Mi-février, l’Office fédéral de la statistique annonçait un nouveau record. 206 milliards de francs ont été dépensés en 2020 pour la protection sociale en Suisse, soit 20 milliards de plus qu’un an auparavant. Trois quarts de cette augmentation est liée à l’assurance chômage. Durant la crise du Covid, le cercle des bénéficiaires des RHT a été élargi, les formalités ont été simplifiées et les prestations pour les bas revenus augmentées.

L’usage extensif des RHT et des aides en cas de rigueur ont eu des retombées positives sur l’emploi. Selon Avenir Suisse, 120 000 postes de travail ont ainsi pu être sauvés et le nombre de faillites en 2020 a été inférieur à celui d’avant la crise.

Un éternel provisoire ?

«A situation extraordinaire, mesures extraordinaires» nous a-t-on répété sans cesse pour justifier cette générosité. Mais la situation n’est plus extraordinaire : le Conseil fédéral a levé toutes les mesures sanitaires, à l’exception du port du masque dans les transports publics. Le zèle politique en faveur d’un retour à la normale sur un plan sanitaire ne s’est pas reflété dans l’octroi de subsides. Le régime spécial des RHT a été prolongé et le parlement votait le 1er mars dernier un crédit de 3,4 milliards de francs pour maintenir les soutiens économiques.

La crise du Covid représente une césure dans notre protection sociale. Avant, les RHT étaient surtout un outil pour soutenir les industries manufacturières, comme la production de machines ou l’horlogerie. Durant la crise, le secteur des services (hôtellerie, événementiel et même cabinets de conseil) a pris le pas. C’est un précédent que bien des employeurs auront compris : en cas de situation exceptionnelle, l’Etat viendra à la rescousse. La propension à constituer un bas de laine diminuera, affaiblissant la résilience de notre économie.

Tendance d’avant le Covid

La crise du Covid n’est pas seule responsable de l’augmentation des dépenses sociales. La part de ces dernières a passé de 21 % du PIB en 2000 à 29 % vingt ans plus tard. C’est lié d’une part au vieillissement de la population et aux dépenses que cela implique pour les retraites et d’autre part à la croissance des coûts de la santé. Lors de la pandémie, nombreux ont décrié des politiques budgétaires ayant rongé jusqu’à la moelle notre système de santé. Les chiffres révèlent une autre réalité : les dépenses de santé par habitant augmentent en moyenne de 2,1 % par an depuis dix ans. Durant la même période, le nombre de médecins par habitant a augmenté de 14 % au total, celui du personnel infirmier de 26 %.

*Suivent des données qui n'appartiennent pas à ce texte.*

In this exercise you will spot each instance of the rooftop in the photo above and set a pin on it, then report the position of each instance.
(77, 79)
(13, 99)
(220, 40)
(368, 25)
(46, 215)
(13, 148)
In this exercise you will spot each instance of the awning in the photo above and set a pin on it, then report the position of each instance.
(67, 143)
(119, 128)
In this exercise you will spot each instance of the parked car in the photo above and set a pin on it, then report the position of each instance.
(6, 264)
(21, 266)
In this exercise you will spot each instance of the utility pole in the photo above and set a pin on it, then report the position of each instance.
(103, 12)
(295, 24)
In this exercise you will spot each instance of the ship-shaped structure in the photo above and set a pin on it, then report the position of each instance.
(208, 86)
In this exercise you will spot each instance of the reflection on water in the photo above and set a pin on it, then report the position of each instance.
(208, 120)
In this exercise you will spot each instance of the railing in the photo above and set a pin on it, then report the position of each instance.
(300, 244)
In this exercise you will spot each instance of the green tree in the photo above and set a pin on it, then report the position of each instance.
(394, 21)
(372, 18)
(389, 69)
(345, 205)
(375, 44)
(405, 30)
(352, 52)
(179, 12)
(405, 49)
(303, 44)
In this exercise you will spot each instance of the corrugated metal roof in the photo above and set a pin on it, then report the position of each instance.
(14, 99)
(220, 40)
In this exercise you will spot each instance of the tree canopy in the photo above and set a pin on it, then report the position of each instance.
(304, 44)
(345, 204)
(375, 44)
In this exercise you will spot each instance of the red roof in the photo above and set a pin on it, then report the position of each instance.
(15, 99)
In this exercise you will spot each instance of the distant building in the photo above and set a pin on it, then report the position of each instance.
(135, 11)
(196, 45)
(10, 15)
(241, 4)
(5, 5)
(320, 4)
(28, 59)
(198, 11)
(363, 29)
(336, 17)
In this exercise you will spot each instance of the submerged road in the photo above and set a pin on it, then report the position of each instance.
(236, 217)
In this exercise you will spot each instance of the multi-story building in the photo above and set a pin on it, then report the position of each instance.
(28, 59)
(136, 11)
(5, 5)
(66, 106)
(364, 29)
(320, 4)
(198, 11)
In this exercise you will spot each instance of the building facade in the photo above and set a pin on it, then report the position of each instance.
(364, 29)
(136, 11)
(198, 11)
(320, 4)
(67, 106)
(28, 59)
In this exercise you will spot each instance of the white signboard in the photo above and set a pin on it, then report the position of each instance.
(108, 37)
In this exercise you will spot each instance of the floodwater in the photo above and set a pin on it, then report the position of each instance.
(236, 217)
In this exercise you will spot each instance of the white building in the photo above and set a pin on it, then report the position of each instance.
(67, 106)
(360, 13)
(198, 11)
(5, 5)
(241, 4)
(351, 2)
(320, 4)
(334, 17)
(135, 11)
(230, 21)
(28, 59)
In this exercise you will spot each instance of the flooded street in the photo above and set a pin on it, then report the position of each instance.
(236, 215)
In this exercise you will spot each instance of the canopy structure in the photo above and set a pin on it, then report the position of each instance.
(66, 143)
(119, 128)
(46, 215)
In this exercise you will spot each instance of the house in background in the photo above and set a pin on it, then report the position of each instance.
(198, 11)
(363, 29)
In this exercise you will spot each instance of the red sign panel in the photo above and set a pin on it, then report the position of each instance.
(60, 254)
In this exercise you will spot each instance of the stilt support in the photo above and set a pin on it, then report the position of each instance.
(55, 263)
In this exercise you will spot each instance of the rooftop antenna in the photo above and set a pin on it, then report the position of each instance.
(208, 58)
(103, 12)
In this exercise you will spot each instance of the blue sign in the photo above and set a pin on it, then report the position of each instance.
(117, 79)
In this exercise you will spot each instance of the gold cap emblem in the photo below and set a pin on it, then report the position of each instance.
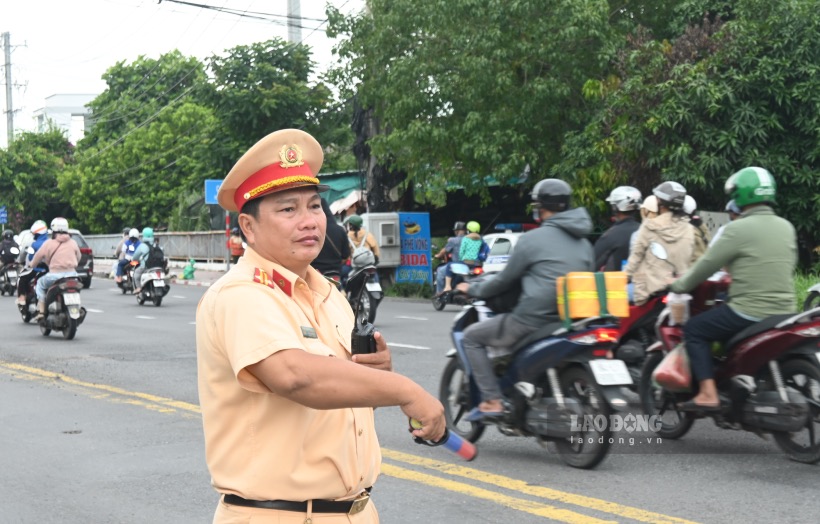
(291, 156)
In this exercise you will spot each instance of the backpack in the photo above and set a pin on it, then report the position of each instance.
(362, 256)
(156, 257)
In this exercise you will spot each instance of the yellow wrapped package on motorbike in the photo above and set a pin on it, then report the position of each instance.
(586, 294)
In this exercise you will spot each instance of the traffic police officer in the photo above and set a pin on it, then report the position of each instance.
(287, 410)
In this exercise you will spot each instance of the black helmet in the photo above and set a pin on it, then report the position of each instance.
(552, 194)
(670, 194)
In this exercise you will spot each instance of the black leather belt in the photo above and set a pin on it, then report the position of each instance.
(351, 507)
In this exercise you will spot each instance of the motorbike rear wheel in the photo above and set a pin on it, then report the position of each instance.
(661, 403)
(71, 328)
(812, 301)
(587, 448)
(803, 446)
(454, 394)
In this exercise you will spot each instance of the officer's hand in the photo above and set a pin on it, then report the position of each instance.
(381, 359)
(428, 410)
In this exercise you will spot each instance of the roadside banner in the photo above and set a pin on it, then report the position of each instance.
(415, 264)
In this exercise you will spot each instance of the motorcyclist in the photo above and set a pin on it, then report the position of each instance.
(128, 249)
(62, 254)
(449, 253)
(612, 249)
(702, 234)
(6, 255)
(672, 231)
(760, 252)
(336, 249)
(541, 255)
(472, 251)
(39, 234)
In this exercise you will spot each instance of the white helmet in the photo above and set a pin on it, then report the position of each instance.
(689, 205)
(59, 225)
(625, 198)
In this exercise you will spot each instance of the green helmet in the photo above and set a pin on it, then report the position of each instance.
(751, 185)
(147, 234)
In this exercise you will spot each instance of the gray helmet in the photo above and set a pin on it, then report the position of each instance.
(671, 195)
(552, 194)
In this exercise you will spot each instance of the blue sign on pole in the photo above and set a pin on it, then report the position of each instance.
(211, 190)
(414, 233)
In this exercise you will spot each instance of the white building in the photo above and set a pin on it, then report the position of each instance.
(66, 111)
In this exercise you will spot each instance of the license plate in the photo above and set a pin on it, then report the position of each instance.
(610, 372)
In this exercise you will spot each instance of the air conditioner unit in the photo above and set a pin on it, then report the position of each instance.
(387, 234)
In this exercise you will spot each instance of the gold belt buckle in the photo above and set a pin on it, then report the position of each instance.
(359, 503)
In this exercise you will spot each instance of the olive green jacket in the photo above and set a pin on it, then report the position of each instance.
(759, 250)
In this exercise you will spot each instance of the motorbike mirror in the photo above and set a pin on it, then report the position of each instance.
(459, 269)
(658, 250)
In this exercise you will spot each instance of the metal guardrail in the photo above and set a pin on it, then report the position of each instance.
(202, 246)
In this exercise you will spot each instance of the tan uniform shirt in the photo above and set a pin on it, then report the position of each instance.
(259, 445)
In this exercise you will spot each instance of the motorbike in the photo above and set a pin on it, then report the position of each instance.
(767, 375)
(452, 297)
(364, 301)
(64, 311)
(153, 286)
(8, 275)
(127, 282)
(554, 378)
(812, 298)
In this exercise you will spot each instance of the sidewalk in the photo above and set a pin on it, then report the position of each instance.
(202, 277)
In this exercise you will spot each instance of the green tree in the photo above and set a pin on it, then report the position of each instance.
(28, 176)
(468, 89)
(718, 98)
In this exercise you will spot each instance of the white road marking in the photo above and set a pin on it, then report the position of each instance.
(409, 346)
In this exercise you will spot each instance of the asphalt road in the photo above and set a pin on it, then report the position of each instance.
(105, 428)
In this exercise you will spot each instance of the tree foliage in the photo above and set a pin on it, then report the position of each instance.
(468, 89)
(28, 176)
(717, 98)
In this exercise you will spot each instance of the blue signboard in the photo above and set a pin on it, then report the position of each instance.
(211, 189)
(414, 234)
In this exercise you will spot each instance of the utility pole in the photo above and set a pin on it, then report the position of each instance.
(9, 109)
(294, 22)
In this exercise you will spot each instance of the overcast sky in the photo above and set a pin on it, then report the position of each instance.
(60, 46)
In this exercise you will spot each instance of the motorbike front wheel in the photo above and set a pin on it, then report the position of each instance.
(454, 394)
(660, 403)
(71, 328)
(803, 446)
(585, 449)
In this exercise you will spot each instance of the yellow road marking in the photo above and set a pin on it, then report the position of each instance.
(167, 405)
(527, 506)
(538, 491)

Cette tendance générale reflète aussi la volonté de renforcer toujours plus notre filet social. Ces dernières années, le peuple et le Parlement ont avalisé l’extension de plusieurs assurances sociales : les rentes-pont pour les personnes de plus de 60 ans, le congé paternité obligatoire, le congé parental en cas d’adoption, le soutien financier des proches aidants, pour ne citer que quelques exemples.

Trop de cafés par jour

Toutes les doléances sont loin d’être assouvies. Plusieurs initiatives parlementaires demandent plus : un congé payé avant l’accouchement, un financement collectif de l’encadrement des soins des personnes dépendantes, des prestations complémentaires pour les familles ou encore une prise en charge des soins dentaires.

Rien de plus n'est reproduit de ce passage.